Tangerine-Community / Tangerine

Digitize your offline data collection. Create your Forms online with Tangerine Editor, conduct them offline with the Tangerine Android App. All results you collect can be exported as a CSV file, easy for processing in a spreadsheet. Tangerine has been used in over 1 million assessments and surveys in over 60 countries and in 100 languages.
http://www.tangerinecentral.org/
GNU General Public License v3.0
49 stars 30 forks source link

CSV outputs show separate/duplicate columns if a variable moves from one section to another due to a form change #3637

Open esurface opened 11 months ago

esurface commented 11 months ago

Issue

If a change is made to a form that moves a variable to a different section, then the CSV output will show that variable in two columns. This is not necessarily a bug, but Tangerine should handle this scenario.
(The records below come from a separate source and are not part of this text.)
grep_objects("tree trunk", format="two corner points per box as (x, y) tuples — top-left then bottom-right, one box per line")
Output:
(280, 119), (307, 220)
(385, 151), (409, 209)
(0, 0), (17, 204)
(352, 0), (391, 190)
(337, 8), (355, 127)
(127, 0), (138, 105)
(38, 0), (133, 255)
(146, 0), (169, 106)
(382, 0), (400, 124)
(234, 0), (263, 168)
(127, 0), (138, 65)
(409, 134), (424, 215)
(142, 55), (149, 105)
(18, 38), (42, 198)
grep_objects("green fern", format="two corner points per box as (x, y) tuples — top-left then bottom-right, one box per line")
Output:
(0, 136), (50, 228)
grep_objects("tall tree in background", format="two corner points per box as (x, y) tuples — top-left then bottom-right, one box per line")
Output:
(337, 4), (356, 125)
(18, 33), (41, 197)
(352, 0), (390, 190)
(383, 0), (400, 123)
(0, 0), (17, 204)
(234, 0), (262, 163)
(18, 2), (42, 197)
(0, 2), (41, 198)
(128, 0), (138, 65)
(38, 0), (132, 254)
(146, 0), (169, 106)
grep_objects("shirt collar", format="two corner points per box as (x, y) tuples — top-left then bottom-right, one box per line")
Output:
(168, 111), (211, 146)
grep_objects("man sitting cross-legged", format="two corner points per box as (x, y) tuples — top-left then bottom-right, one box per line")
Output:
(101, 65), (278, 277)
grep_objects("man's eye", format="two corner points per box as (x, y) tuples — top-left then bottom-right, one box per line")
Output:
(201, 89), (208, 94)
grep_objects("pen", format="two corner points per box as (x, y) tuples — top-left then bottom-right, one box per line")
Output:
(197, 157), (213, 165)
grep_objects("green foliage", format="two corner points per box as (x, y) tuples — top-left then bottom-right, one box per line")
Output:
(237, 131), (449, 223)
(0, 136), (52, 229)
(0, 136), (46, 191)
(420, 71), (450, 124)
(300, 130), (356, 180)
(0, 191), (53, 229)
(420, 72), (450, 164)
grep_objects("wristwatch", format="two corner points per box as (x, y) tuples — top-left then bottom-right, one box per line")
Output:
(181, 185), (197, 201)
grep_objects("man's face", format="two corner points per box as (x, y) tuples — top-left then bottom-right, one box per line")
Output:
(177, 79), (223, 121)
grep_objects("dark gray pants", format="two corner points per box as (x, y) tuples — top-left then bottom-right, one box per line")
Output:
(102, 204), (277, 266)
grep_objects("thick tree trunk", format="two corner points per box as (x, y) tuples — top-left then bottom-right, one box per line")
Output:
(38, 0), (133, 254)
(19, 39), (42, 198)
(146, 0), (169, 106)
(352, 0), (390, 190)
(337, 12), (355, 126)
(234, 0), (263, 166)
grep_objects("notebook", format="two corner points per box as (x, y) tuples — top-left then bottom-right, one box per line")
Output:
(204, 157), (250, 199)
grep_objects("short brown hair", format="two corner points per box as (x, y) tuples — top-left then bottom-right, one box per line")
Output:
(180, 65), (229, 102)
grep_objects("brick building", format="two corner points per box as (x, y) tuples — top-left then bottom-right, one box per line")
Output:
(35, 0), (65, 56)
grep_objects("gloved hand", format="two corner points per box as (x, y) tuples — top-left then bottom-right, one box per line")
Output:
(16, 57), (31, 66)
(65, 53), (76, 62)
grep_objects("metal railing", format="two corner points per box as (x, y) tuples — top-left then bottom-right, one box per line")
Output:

CSV outputs are designed to show variables by section so they follow the data dictionary. Changes to the structure of the sections and variables in different versions of the form will change the order of the headers in the CSV outputs.

Example

Form version one has the variable held in the section Sought

{
  "_id": "abc",
  "formId": "form-1",
  "formVersion": "v1",
  "form-06b414cc-4971-46da-b121-fd3362e8d1f6.item_Sought.held": "0",
}

Form version two has the variable held in the section Crime

{
  "_id": "def",
  "formId": "form-1",
  "formVersion": "v1",
  "form-06b414cc-4971-46da-b121-fd3362e8d1f6.item_Crime.held": "0",
}

The CSV output for this form will be:

_id formId formVersion item_Sought_disabled held item_Crime_disabled held
abc form1 v1 FALSE 0 FALSE UNDEFINED
def form1 v2 FALSE UNDEFINED FALSE 0

Considerations

  1. Solutions to the issue will need to consider how to implicitly infer a form version from the csv-reporting metadata

    • The form versioning feature of Tangerine is usually implemented since there is no UI. A solution
    • The form version could be assumed using git history of the form file
  2. Solutions will also need to consider the impact on the ordering of sections and variables in the outputs

    • Simply combining the variable into one column breaks the current order of the variables into csvs
  3. MySQL outputs do not have this issue since duplicate variable are not allowed

Possible Solutions

  1. Add a UI option to output CSVs by version. One CSV file per Form Version
  2. Add a UI option to output CSVs as a distict set of variables (instead of in data dictionary order)
TSSlade commented 11 months ago

@esurface - are you certain this is in fact the current behavior? I don't think my experience has reflected this. (The same varname showing up in multiple columns.)

TSSlade commented 11 months ago

Also wanted to confirm - the illustrative JSON for the second block still says "formVersion": "v1", while the illustrative CSV output says formVersion is v2. Is that a typo, or are you suggesting that there be some manner of auto-incrementing happening? (I'm assuming the former - I don't think an 'automagical' auto-increment would be the ideal way to go.)

In re: "breaking the order of variables into CSVs" - this is already somewhat broken, in that late-added variables get appended to the end of the CSV column list rather than actually being inserted alongside their neighbors in the instrument proper.

For instance, if I've generated data for an instrument having SectionA.item1-SectionA.item10, SectionB.item1-SectionB.item10, and SectionC.item1-SectionC.item10 in that order, and then I add the variable SectionA.item11, that new variable will wind up as the 31st item in the column list rather than the 11th. (Ignoring all the metadata columns for the purposes of this example.)

If you want to fix that, that would be cool. But the current reality doesn't seem to match what you're describing under bullet 2.